En entendant ces paroles pleines de certitude, le lieutenant roux fut saisi d’un doute. Étoile Bleue était si fragile. Qui aurait la force de la remplacer si elle… Il fit la grimace. Il connaissait la peur profonde que le grand félin et ses chats errants inspiraient à la tribu. Et s’ils acceptaient de prendre Griffe de Tigre pour chef plutôt que de se laisser détruire en l’affrontant ?
« Tu le crois vraiment ? » insista-t-il.
Le bruit des pas de Croc Jaune qui revenait de son gîte le fit sursauter.

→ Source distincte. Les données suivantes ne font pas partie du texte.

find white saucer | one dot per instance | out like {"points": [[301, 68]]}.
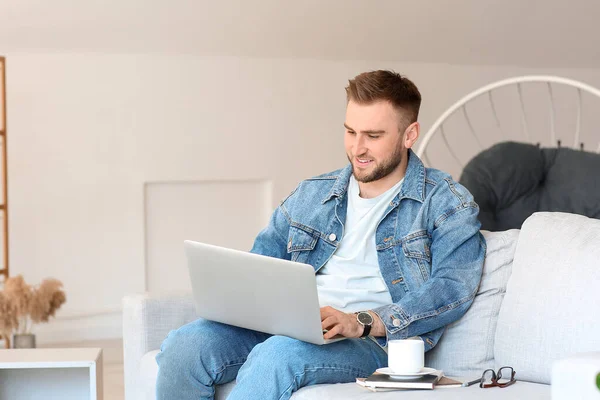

Les trois bêtes se retournèrent. Elle posa la boule de toiles d’araignées qu’elle avait à la bouche.
« Croire quoi ? voulut-elle savoir.
— Que Griffe de Tigre ne deviendra jamais chef de Clan », lui expliqua Museau Cendré.
Le visage de la guérisseuse se renfrogna ; elle se tut quelques instants.
« Je crois qu’il a assez d’ambition pour devenir ce qu’il veut », finit-elle par déclarer.